For these girls, the exciting energy of going to your first or second concert ever to see your favorite artist was met with horror. Around 10:45 p.m. Manchester time, as concert-goers were exiting the Manchester Arena, an explosion went off that left at least 22 people dead and 59 injured

The victims that have been identified so far are girls: Georgina Callander, an 18-year-old college student, was the first named victim of the attack. Saffie-Rose Roussos, an 8-year-old girl who went missing after the blast, was the second.

As authorities continue to identify the remaining victims, and as their families and friends try to make sense of the loss, many of us are left with the feeling that the bombing wasn't just an attack on teen girls — it was an attack on the culture they love. A culture that largely consists of traditionally feminine things often loathed or looked down on: sleepovers, debating Zayn Malik versus Harry Styles, coveting your favorite copy of Tiger Beat or going to the bathroom in groups to try on your favorite lip gloss. It also includes listening to and loving pop music like Grande's. 

Rui Vieira/AP

A girl's first pop music concert has, since the days of Elvis and the Beatles, become part of her coming of age. It marks the beginning of young girls embedding themselves in a larger cultural context, figuring out what they like and don't like and with whom they identify. 

When Reyna got older, she said concerts became sources of community-building and identity formation, spaces where you got to spend "45 minutes admiring someone you loved." It was also a place where you could figure yourself out away from authority figures who so often tell teen girls how they should dress and act.

"Those spaces can be life-changing when it comes to your self-worth and how you build values, morals and interests," Reyna said. "These venues are important to everyone, but for teen girls who are being told, 'You can't do this, you can't do that,' a concert venue is the one place you know you can be whoever you want."

But despite this self-realization, despite the deep and meaningful connections teen girls form with each other and the music and role models they love, some still insist on demeaning girls' interests at every turn.

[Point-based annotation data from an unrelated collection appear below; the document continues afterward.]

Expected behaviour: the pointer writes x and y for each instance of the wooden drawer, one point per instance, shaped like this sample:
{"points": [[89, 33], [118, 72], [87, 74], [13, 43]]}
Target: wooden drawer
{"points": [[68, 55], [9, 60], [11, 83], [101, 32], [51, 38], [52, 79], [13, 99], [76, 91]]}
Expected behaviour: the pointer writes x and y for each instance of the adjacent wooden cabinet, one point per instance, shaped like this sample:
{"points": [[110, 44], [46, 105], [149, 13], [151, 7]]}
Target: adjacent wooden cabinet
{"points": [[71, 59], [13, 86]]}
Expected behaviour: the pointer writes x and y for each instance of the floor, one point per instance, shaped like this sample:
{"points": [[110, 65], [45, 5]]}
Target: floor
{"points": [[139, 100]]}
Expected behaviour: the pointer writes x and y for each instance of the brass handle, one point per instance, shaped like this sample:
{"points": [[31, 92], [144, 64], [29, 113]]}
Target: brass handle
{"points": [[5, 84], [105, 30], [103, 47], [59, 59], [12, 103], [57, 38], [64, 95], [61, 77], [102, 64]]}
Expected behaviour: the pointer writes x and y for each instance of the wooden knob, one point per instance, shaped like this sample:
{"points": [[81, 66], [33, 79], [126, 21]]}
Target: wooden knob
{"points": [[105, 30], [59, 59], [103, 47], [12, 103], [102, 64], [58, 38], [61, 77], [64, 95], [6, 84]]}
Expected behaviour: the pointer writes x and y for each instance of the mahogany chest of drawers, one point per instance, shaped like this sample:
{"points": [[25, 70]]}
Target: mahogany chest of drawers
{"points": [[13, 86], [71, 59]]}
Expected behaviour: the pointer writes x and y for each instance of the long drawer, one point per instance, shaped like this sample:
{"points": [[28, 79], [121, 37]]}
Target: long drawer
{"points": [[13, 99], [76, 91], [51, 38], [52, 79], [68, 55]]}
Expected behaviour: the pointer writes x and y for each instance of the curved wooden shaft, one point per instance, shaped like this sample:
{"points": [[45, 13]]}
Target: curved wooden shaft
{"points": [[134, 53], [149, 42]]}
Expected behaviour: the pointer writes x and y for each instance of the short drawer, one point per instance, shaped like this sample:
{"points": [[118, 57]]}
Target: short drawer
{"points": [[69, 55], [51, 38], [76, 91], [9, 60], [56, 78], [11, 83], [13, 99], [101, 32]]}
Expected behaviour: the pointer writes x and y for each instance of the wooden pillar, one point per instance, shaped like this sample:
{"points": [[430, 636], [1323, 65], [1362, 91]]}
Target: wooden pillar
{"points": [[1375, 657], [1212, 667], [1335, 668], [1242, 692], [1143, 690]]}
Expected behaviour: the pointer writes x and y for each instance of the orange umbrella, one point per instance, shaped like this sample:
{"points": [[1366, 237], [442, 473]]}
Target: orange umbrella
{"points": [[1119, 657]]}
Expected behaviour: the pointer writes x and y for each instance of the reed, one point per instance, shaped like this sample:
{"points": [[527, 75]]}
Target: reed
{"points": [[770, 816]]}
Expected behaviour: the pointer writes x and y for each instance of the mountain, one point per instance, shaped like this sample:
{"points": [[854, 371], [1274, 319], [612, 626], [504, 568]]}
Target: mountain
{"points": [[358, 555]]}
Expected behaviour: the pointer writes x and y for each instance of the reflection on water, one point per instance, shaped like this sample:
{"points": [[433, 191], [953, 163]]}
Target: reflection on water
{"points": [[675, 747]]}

That fact came into focus when, in the wake of the Manchester attack, at least one man saw fit to mock Grande and her fans.

"The last time I listened to Ariana Grande I almost died too," writer David Leavitt tweeted Monday night. 

"Honestly, for over a year I thought an Ariana Grande was something you ordered at Starbucks," he continued. "Too soon?"

Due to the overwhelming negative response, he deleted the tweets; but Leavitt's crass comments play right into the hands of the narrative that teen girls are vapid and the things they like are frivolous. What Leavitt, and all who share his opinion, misses is that teen girls are essentially culture creators. They shape pop culture, fashion and, yes, even politics

"The joy of teenage girls is the heart of pop, and it is often misunderstood, if not patronized and dismissed," music critic Dorian Lynskey wrote in a piece for the New Statesman on Tuesday. 

Like Reyna, Lynskey noted that concerts aren't always solely about the singer who's performing, though they're an important piece of the equation. Lynskey calls the pop star "a vessel for a mess of inchoate desires and thrilling, confusing sensations."

"The girls aren't just screaming for the star; they're screaming for themselves and for each other," he continued. "They are celebrating music, of course, but also youth, friendship, the ineffable glee of the moment, life at its most unquenchable."

It's this expression of unmitigated joy that makes Monday night's attacks all the more devastating. Young girls' site of joy, momentary utopia and safe space had been unspeakably breached by violence and death. 

While Lynskey said his own daughter still plans to attend an Adele concert in July, Reyna is unsure if other girls will be so brave. 

"Before you would say, 'I'm going to go out and enjoy myself and be who I want to be,'" Reyna said. "But now you're taking a life risk because something you used to think was safe isn't anymore.

"What do you do now? Stick to your screen? That can only go so far."